Day 2 – Networking IAM and Load Balancers

Today's Focus

Build out your cloud network: subnets, security groups, load balancers, and IAM roles with least privilege.

Tasks

  • Extend your Terraform config with a private subnet (no direct internet access) alongside your public subnet. Add a NAT Gateway in the public subnet so instances in the private subnet can reach the internet for package installs.
  • Define security groups as code: a web-sg that allows inbound 80 and 443 from 0.0.0.0/0, and an app-sg that allows inbound on your app port only from the web-sg CIDR. Deny all other inbound traffic. Confirm your rules in the AWS console after terraform apply.
  • Create an IAM role for an EC2 instance (or Cloud Run service account) with the principle of least privilege: allow s3:GetObject and s3:PutObject on a specific bucket ARN, and nothing else.
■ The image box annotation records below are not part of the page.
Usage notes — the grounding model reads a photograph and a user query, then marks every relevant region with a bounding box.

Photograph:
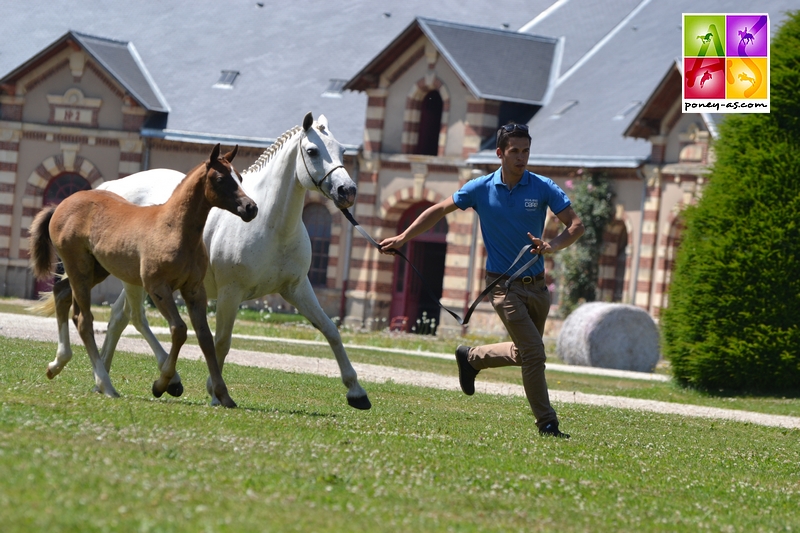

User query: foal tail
[28,206,56,280]
[25,291,56,316]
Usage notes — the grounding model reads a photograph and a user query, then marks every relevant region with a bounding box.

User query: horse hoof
[347,394,372,411]
[220,396,236,409]
[167,381,183,398]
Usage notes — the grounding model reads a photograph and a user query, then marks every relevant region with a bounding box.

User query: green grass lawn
[0,338,800,532]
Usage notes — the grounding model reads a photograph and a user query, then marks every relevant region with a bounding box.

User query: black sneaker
[539,422,569,439]
[456,345,480,396]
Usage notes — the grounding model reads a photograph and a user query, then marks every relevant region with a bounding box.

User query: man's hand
[528,233,555,255]
[378,235,405,255]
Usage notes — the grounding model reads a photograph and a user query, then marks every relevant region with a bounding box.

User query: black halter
[300,135,344,194]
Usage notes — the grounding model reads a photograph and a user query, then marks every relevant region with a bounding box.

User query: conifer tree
[661,11,800,393]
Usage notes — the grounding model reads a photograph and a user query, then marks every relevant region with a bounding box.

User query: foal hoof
[167,381,183,398]
[347,394,372,411]
[220,396,237,409]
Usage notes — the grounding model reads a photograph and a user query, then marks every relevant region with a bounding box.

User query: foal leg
[206,284,242,405]
[100,289,128,372]
[181,281,236,407]
[147,283,187,398]
[68,272,119,398]
[281,277,372,409]
[47,278,72,379]
[117,283,183,396]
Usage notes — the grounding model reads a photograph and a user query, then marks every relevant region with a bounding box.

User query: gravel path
[0,313,800,429]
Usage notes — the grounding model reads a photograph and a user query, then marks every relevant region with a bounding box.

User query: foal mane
[244,126,303,174]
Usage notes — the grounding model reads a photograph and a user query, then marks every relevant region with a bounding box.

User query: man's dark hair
[497,122,531,151]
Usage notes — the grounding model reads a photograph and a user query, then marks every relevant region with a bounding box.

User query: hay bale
[556,302,660,372]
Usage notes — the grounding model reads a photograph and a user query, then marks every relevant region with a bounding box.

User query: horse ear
[222,144,239,163]
[209,143,219,163]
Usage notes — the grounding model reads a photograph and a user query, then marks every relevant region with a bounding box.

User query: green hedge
[661,8,800,393]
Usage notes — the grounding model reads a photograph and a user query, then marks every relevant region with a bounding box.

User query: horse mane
[244,126,302,174]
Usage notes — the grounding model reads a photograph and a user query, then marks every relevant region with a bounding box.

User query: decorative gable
[344,18,559,158]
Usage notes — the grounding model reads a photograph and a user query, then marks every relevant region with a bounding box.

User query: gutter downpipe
[461,169,483,337]
[338,154,359,328]
[142,137,150,170]
[630,165,647,305]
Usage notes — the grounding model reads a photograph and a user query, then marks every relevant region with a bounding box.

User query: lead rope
[341,208,541,326]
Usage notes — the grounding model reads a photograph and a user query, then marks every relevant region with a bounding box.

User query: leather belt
[486,272,544,285]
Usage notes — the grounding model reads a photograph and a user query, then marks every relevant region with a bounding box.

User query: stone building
[0,0,791,331]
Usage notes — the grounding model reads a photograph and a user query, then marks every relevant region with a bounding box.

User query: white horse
[95,113,372,409]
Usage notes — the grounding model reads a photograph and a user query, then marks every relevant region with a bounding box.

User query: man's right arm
[379,196,458,254]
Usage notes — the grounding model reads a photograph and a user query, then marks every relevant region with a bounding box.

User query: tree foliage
[661,12,800,392]
[554,173,614,316]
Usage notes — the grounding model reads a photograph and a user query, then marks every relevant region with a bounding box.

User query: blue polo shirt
[453,169,570,276]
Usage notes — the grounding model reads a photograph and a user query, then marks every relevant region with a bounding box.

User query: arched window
[42,172,92,205]
[303,204,331,287]
[415,91,444,155]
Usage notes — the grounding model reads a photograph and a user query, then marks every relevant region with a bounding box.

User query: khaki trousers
[467,276,558,428]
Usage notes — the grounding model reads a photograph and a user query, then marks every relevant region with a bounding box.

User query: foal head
[205,144,258,222]
[297,112,356,209]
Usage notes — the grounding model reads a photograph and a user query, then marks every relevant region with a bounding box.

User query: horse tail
[28,206,56,280]
[25,291,56,316]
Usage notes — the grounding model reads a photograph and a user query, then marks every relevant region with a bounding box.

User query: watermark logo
[682,13,769,113]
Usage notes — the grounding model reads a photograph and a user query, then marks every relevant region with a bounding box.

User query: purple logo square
[725,14,769,57]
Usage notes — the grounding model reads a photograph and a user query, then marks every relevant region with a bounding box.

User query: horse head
[297,112,356,209]
[205,144,258,222]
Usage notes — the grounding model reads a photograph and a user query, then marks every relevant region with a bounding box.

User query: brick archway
[401,75,450,155]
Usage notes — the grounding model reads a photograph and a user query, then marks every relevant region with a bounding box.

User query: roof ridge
[556,0,651,87]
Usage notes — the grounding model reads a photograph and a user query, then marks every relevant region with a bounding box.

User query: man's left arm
[528,206,585,254]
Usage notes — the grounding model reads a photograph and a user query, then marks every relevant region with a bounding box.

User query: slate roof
[71,32,169,113]
[0,31,169,113]
[469,0,797,167]
[0,0,552,147]
[0,0,797,159]
[345,17,558,105]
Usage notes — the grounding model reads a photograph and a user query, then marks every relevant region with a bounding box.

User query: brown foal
[30,144,258,407]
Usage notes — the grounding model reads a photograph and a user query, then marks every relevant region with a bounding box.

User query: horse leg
[47,278,72,379]
[147,283,186,398]
[181,281,236,407]
[67,264,119,398]
[281,277,372,409]
[123,283,183,397]
[206,285,242,405]
[100,289,128,372]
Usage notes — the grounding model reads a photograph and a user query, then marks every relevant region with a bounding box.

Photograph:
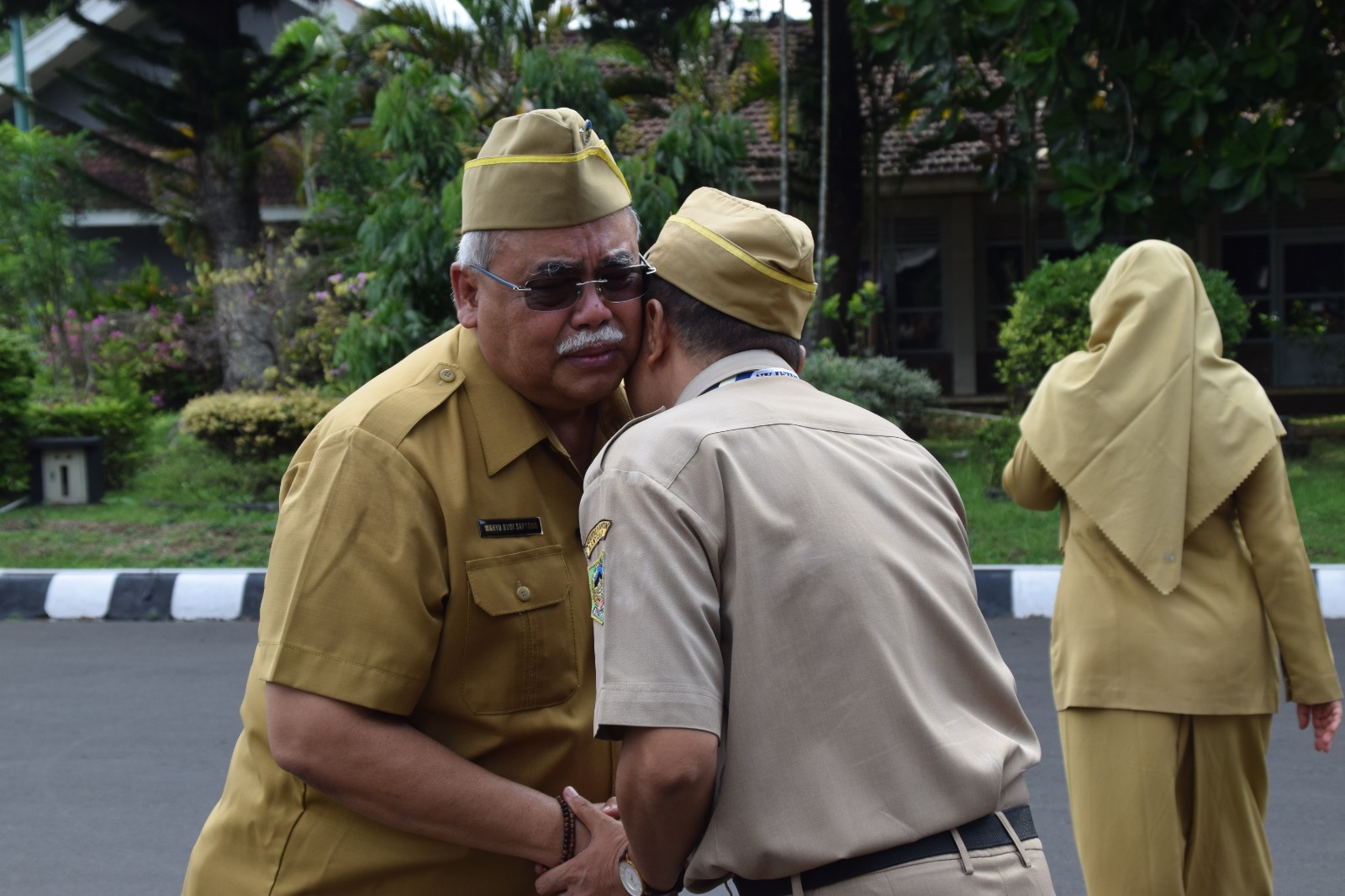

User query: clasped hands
[536,787,625,896]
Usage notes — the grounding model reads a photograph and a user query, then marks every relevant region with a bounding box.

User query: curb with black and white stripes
[0,564,1345,620]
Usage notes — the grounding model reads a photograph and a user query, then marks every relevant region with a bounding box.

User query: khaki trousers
[798,838,1056,896]
[1060,709,1273,896]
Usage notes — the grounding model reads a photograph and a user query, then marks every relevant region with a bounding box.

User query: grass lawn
[0,414,284,569]
[0,416,1345,569]
[926,437,1345,564]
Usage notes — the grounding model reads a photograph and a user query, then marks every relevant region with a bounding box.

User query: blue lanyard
[701,367,799,396]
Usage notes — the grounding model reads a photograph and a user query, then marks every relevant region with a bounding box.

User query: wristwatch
[616,849,682,896]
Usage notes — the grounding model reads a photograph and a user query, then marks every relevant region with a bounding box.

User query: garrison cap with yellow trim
[648,187,818,339]
[462,109,630,233]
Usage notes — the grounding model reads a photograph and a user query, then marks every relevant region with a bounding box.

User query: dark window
[1224,235,1269,298]
[1284,242,1345,293]
[890,246,943,352]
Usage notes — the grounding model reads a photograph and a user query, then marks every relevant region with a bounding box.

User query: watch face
[616,858,644,896]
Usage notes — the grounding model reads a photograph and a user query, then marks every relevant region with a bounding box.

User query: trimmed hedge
[182,389,340,460]
[803,349,940,439]
[29,396,152,488]
[995,245,1251,394]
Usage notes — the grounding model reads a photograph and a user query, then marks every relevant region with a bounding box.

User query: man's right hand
[1298,699,1341,753]
[536,787,625,896]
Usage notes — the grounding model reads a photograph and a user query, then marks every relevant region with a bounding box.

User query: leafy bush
[133,414,289,506]
[803,349,940,439]
[90,261,224,409]
[182,390,338,460]
[29,396,152,488]
[995,245,1251,393]
[975,417,1021,488]
[0,327,38,495]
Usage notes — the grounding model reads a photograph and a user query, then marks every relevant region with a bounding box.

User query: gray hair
[457,230,504,268]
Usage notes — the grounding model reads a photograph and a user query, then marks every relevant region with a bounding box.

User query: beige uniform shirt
[580,351,1040,888]
[186,327,630,896]
[1004,441,1341,716]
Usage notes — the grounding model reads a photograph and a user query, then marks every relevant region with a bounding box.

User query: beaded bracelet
[556,797,574,862]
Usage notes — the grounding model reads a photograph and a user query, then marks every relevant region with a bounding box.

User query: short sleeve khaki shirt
[580,351,1041,888]
[186,327,630,896]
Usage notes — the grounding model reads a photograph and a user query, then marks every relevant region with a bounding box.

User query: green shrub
[803,349,940,439]
[132,414,291,506]
[182,389,338,460]
[29,396,152,488]
[975,417,1021,488]
[0,327,38,495]
[995,245,1251,394]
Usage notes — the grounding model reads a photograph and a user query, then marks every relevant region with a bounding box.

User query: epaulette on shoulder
[359,361,466,446]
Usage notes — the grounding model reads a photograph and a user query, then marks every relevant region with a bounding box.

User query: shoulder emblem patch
[583,519,612,625]
[583,519,612,560]
[589,551,607,625]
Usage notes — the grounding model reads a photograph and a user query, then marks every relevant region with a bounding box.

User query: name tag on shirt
[476,517,542,538]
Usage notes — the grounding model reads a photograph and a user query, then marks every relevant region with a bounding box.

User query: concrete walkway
[0,564,1345,620]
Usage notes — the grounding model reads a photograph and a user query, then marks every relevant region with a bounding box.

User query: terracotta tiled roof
[85,137,300,208]
[615,16,998,186]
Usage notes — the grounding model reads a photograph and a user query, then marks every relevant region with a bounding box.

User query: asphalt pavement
[0,619,1345,896]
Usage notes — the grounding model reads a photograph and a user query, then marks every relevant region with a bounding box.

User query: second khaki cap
[462,109,630,233]
[648,187,818,339]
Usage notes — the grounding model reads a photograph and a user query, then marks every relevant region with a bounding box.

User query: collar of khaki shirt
[677,349,794,405]
[457,327,630,477]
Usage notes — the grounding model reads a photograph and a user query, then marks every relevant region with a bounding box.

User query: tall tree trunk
[812,0,863,354]
[197,129,276,389]
[183,3,276,389]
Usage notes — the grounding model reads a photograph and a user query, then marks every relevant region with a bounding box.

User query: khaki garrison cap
[648,187,818,339]
[462,109,630,233]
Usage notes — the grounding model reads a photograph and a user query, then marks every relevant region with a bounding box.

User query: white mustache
[556,320,625,356]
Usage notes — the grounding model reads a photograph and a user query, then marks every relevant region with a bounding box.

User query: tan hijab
[1022,240,1284,594]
Attach the role to your compute resource. Verify the instance can read from S3 but is denied s3:DeleteObject.
  • Write an IAM policy document in Terraform using a data "aws_iam_policy_document" block (not inline JSON). Explain why using data sources for policies is preferable to jsonencode() or raw JSON strings.
  • Provision an Application Load Balancer (ALB) in the public subnet. Create a target group and a listener on port 80 that forwards to the target group. Leave the targets empty for now — you will attach your app tomorrow.
  • Add outputs.tf that outputs the ALB DNS name, VPC ID, and subnet IDs. Run terraform output after apply and use those values in the next task.